In the midst of the gluten-free fad, it's easy to forget that certain types of wheat have enormous health benefits. Particularly, fiber-rich whole grains appear to prolong your life, according to a recent study published in BMC Medicine. In case you've been looking for a reason to get more whole grains into your diet... well, here you go. Consider that problem solved.
The researchers studied the dietary habits of 367,442 adults ages 50 to 71, each for an average of 14 years. The subjects who consumed the most whole grains were 17 percent less likely to die during the span of the study, and those who consumed the most cereal fiber were 19 percent less likely.
Cereal fiber — which, despite the name, can also be found in whole wheat bread and pasta, brown rice, seeds, or barley — appeared partially responsible for the benefits of whole grains, since many of them also contain this carbohydrate.

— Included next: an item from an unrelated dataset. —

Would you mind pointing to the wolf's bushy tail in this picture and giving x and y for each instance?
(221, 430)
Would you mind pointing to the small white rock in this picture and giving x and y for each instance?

So, nutrition expert Johannah Sakimura recommends focusing on high-fiber grains to optimize the health benefits of whole grains.
Sakimura also warns that not all whole grains are created equal. The healthiest, she says, are those closest to their original form, like oats, brown rice, and popcorn. Second come whole wheat bread, pasta, and crackers, and last are whole-grain baked goods and sugar cereals — not exactly a shocker, since most of us don't eat Cocoa Puffs for health reasons.
If you're not sure if what you're eating is truly whole-grain (because many products labelled "made with whole grains" are in fact made with very few of them), she recommends this handy rule of thumb: make sure the product contains at least one gram of fiber for every ten grams of carbohydrate.
The results of this study confirm those of a Harvard study from January, which found that those who consumed large amounts of whole grains had a 9 percent lower mortality rate and a 15 percent lower rate of mortality from heart disease.
So, if you've got too much left to accomplish in this life to sacrifice any years, it may be wise to stock your pantry with high-fiber cereal, oats, brown rice, and whole-wheat bread. And if you'd like your parents to stick around for it all, you may want to email them this article.